Now Iran, in connivance with the usual Middle Eastern suspects (and their useful idiots in the West), is trying to use the NPT as a cudgel to force Israel to disarm. That makes perfect sense if you subscribe, as Mr. Obama does, to the theology of nuclear disarmament. It makes no sense if you think the distinction that matters when it comes to nuclear weapons is between responsible, democratic states, and reckless, unstable and dictatorial ones. Nobody lies awake at night wondering what David Cameron might do if he gets his finger on the U.K.'s nuclear trigger.

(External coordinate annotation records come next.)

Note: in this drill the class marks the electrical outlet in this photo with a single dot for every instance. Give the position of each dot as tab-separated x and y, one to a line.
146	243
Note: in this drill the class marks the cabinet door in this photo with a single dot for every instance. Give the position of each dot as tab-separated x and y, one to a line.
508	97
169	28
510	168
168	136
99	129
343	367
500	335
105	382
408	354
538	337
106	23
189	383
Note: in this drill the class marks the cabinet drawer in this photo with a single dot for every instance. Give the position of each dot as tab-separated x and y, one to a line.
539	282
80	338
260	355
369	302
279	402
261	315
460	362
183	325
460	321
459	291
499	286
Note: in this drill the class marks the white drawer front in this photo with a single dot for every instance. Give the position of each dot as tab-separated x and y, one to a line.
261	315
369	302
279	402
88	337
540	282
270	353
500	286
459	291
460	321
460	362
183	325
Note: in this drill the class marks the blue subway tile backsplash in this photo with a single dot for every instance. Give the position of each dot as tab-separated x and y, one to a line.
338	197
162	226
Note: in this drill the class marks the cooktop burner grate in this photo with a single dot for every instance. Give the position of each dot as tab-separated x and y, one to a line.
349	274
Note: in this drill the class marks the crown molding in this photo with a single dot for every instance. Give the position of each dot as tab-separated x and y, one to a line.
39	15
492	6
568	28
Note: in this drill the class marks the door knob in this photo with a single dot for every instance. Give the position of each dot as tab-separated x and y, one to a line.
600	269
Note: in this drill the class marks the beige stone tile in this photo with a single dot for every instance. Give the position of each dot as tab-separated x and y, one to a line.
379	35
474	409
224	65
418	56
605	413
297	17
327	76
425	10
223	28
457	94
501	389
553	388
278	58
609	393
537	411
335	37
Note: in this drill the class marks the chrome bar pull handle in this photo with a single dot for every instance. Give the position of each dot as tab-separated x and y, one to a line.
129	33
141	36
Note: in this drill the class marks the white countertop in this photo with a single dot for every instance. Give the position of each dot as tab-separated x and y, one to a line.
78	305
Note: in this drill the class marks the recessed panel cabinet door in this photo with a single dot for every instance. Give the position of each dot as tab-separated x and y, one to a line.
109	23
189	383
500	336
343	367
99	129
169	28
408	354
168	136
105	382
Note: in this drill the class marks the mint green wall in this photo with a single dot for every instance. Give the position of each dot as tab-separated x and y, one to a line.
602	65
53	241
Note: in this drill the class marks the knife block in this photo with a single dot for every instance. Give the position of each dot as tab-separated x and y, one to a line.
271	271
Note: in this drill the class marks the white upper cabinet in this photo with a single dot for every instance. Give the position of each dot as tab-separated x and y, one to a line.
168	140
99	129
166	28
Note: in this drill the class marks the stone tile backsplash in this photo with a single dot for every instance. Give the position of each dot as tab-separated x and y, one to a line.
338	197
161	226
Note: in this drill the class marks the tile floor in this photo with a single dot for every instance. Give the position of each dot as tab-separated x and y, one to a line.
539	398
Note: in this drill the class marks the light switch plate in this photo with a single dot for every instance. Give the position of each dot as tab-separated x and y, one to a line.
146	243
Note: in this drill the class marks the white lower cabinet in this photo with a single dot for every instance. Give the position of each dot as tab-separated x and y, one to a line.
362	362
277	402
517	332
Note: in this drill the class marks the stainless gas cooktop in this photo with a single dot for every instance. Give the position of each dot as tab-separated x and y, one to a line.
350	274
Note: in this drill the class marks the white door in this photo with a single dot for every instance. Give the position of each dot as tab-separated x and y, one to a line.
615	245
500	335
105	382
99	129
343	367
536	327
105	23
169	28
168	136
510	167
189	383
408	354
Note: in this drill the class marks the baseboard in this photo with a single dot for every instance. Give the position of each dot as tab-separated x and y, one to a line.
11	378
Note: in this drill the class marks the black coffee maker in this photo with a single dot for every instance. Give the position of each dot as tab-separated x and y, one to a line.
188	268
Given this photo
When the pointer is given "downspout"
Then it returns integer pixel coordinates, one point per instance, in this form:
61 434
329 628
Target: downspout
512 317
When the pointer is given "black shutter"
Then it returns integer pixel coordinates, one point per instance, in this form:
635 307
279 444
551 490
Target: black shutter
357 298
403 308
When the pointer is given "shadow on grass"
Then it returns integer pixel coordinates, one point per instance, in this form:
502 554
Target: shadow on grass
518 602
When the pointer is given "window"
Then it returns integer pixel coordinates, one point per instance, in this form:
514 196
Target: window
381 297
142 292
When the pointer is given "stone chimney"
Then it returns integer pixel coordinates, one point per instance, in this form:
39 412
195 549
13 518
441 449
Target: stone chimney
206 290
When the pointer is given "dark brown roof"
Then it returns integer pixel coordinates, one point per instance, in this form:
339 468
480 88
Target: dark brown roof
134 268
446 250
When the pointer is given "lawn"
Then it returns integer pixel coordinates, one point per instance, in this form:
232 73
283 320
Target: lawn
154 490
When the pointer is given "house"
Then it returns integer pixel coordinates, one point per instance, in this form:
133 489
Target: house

The world today is rapidly moving toward what strategist Andrew Krepinevich calls the "second nuclear age," in which deterrence no longer works as it did during the Cold War. "It may be," he writes, "that leaders of the newly armed nuclear states do not calculate costs and benefits in a manner similar to the United States." Yet we haven't even begun to think seriously about how to navigate these waters. Hillary Clinton's mindless calls yesterday about strengthening the NPT won't do.
One day a Pathfinder with tinted windows may park itself in Times Square with something more than propane tanks in the back seat. We may not be able to stop it. But we will live more securely if the driver of that car knows exactly what we intend to do next.